Dtype Size Quality Notes
q4 ~291 MB Good 4-bit matmul — recommended default
q4f16 ~147 MB Good 4-bit matmul + fp16 weights — smaller, good trade-off
q8 ~88 MB Great 8-bit quantized — best quality/size ratio
fp16 ~156 MB Excellent Half-precision floats
fp32 ~310 MB Best Full-precision floats — largest, highest quality

Only one model is loaded at a time. Downloading or activating a new model automatically unloads the previous one.

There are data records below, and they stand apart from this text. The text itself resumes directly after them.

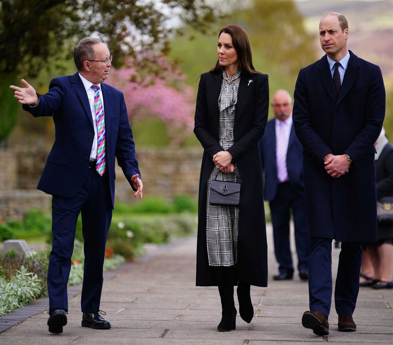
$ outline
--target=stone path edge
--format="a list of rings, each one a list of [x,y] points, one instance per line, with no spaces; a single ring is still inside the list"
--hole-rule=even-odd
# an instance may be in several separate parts
[[[136,266],[154,258],[162,253],[171,248],[181,245],[195,234],[183,237],[169,243],[158,246],[152,252],[141,256],[135,261],[119,265],[114,269],[103,273],[104,280],[109,280],[125,271],[132,269]],[[82,285],[68,286],[67,289],[68,299],[82,292]],[[31,316],[42,313],[49,308],[49,298],[47,296],[32,301],[23,307],[17,308],[5,315],[0,316],[0,334],[14,326],[19,325]]]

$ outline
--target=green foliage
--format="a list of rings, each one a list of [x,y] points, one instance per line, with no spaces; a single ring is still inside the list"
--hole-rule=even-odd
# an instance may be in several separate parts
[[[0,233],[0,240],[31,239],[46,236],[51,232],[51,224],[50,218],[44,212],[31,210],[24,215],[21,222],[9,221],[0,224],[0,230],[4,231],[4,234]]]
[[[42,282],[23,266],[11,279],[0,276],[0,316],[37,298],[42,291]]]
[[[0,223],[0,242],[15,238],[15,234],[7,224]]]
[[[198,205],[188,195],[175,196],[172,205],[174,211],[178,213],[185,211],[195,213],[198,212]]]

Model files are cached at ~/.pi/voice/cache/ and persist across npm install cycles. To reclaim disk space, use pi-voice delete <dtype>.

API

The server exposes HTTP endpoints at http://127.0.0.1:8181:

Method Path Description
GET /health Server status, active dtype, model loaded
GET /voices Available voice names
GET /models All dtypes with download status
POST /models/download Download + activate a dtype
POST /models/delete Delete cached model files
POST /models/activate Load a downloaded model
POST /models/unload Unload model, free memory
POST /tts Synthesize text → WAV audio
POST /shutdown Graceful shutdown

Events

pi-voice emits events on the pi event bus (pi.events) so other extensions can integrate with TTS activity.

Event Payload When
voice:config { enabled, voice, speed } Any setting change via /voice
voice:speak_start { text, voice, speed, source } Synthesis requested
voice:speak_end { text, source, error? } Playback done or failed

source is "tool" (LLM invoked tts), "auto" (auto-TTS handler), or "sample" (/voice preview).

// React to config changes
pi.events.on("voice:config", ({ enabled, voice, speed }) => {
  // update status bar, toggle features, etc.
});

// Track speech activity
pi.events.on("voice:speak_start", ({ text, source }) => {
  if (source === "auto") console.log(`[TTS] ${text}`);
});

pi.events.on("voice:speak_end", ({ error }) => {
  if (error) console.warn(`TTS failed: ${error}`);
});

License

MIT


Bootstrapped from pi-package-template.